Harlem no solo es un personaje recurrente en Padre no hay más que uno, sino que con su película de 2018 El mejor verano de mi vida entregó las claves para domesticar a Torrente y reducir la españolidad a la mínima expresión. Quedó de ella el machismo y la retranca de bar, pero incluso estas fueron gradualmente diluidas con el paso de las películas de Padre no hay más que uno. La franquicia se ha ido haciendo tan depurada, tan terriblemente insípida, que no es de extrañar que Segura planee ahora mismo volver a su personaje más popular como Torrente presidente: al igual que La familia Benetón, podría tratarse de una reacción alérgica —la necesidad de mostrar tu verdadero rostro reaccionario— cuando el modelo que tanto dinero te está dando se hace demasiado asfixiante, demasiado opresivo.
Padre no hay más que uno 4: Campanadas de boda es el entretenimiento expedido por una Inteligencia Artificial que ha procesado todos los referentes enumerados hasta ahora para favorecer los intercambios económicos habituales, garantizando el flujo de espectadores porque domina a la perfección su nicho de mercado.
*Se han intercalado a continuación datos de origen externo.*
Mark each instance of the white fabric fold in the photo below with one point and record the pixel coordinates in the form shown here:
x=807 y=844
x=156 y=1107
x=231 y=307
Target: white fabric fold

Un nicho que desde luego no importuna a nadie, que no desafía la sensibilidad de nadie, pero que a fuerza de asegurar taquilla volverá a ser celebrado como vanguardia de la industria mientras la única forma que parece encontrar Segura de seguir sintiendo pasión por algo es pelearse con los haters de Twitter. O, como vemos en Campanadas de boda, permitiéndose algún acto personal de vindicación.
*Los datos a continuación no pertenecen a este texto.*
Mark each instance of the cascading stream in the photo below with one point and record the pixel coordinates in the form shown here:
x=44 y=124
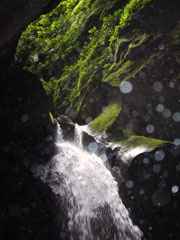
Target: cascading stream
x=95 y=210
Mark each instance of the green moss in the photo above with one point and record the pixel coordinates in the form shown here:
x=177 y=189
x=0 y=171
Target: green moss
x=106 y=118
x=70 y=48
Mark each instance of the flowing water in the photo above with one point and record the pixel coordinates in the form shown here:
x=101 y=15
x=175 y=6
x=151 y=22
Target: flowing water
x=95 y=210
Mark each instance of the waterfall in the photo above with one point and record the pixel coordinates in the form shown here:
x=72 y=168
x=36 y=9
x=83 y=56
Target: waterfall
x=95 y=210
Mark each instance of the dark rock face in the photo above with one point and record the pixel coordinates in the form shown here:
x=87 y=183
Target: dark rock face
x=26 y=130
x=152 y=193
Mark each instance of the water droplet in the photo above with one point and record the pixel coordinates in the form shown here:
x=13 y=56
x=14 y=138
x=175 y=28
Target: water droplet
x=175 y=189
x=177 y=141
x=159 y=155
x=24 y=118
x=141 y=192
x=160 y=108
x=126 y=87
x=171 y=84
x=156 y=168
x=146 y=160
x=161 y=47
x=150 y=128
x=157 y=86
x=176 y=117
x=93 y=147
x=167 y=113
x=129 y=184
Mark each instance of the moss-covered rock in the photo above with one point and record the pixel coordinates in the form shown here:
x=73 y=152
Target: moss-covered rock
x=84 y=53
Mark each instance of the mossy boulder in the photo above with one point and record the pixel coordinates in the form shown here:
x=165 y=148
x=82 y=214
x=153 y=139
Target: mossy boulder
x=90 y=55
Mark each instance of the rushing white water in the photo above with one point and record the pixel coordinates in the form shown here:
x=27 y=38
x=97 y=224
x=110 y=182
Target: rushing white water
x=95 y=210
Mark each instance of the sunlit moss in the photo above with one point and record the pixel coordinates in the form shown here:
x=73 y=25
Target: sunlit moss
x=106 y=118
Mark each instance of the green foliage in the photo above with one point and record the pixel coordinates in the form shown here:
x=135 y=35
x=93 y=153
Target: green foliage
x=106 y=118
x=71 y=48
En Campanadas de boda, por motivos que no merece la pena explicar, aparece el director estadounidense Dennis Dugan interpretándose a sí mismo. Dugan es conocido en Hollywood por su estrecha colaboración con Adam Sandler: le ha dirigido en Un papá genial, Niños grandes o Jack y su gemela, donde Segura participó. Aquí no estaría solo presumiendo de amiguetes —como implica la recuperación de Neus Asensi tras la disputa que tuvieron en 2020—, sino que podría querer remitir a la valoración del cine de Sandler en su país natal. Un cine sistemáticamente machacado por la crítica que no obstante tiene muchísimo éxito y que, desde una óptica estrictamente populista, se legitima a base de taquillazos y acuerdos provechosos con marcas estilo Netflix. Es el cine que Segura siente que está haciendo.
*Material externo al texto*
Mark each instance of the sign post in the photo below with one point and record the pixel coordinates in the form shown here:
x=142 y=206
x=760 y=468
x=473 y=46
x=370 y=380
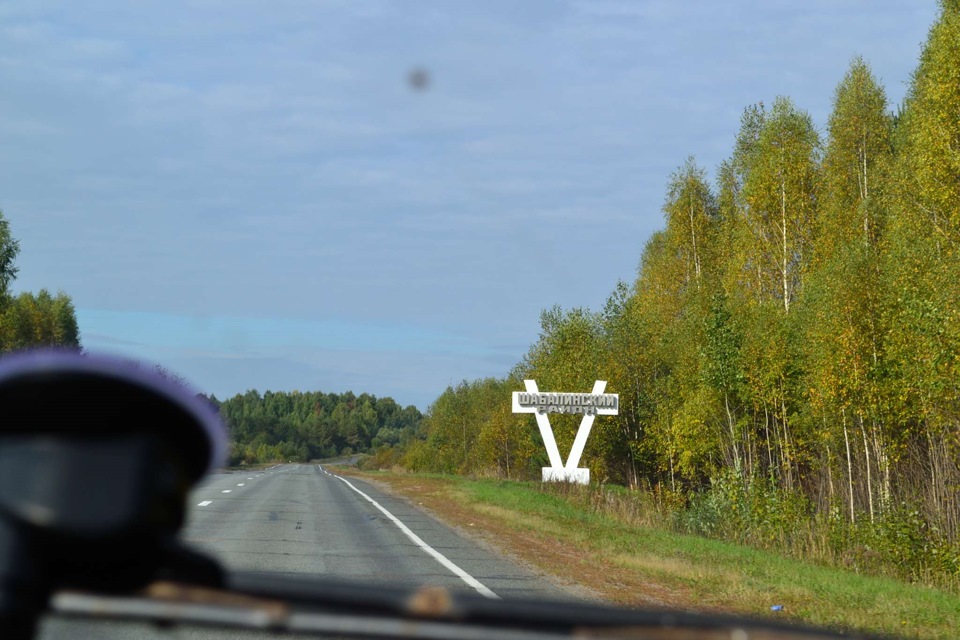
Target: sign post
x=590 y=405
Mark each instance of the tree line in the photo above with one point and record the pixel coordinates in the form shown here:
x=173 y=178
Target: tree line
x=299 y=426
x=27 y=319
x=793 y=331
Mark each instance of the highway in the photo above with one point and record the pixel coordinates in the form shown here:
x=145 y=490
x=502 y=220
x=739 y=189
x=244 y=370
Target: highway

Y quizá sea el cine que hace, en fin. La gente va a verlo. En plena pandemia La llegada de la suegra se las apañó para llevar a casi dos millones de espectadores a las salas. Lo que parece obvio, sin embargo, es que a lo largo de la saga se ha devaluado cualquier ímpetu creativo, cualquier tentativa de mirar alrededor, cualquier mínimo interés por hacer películas antes que churros. España ya no es diferente, solo tan aburrida como cualquier otra cosa.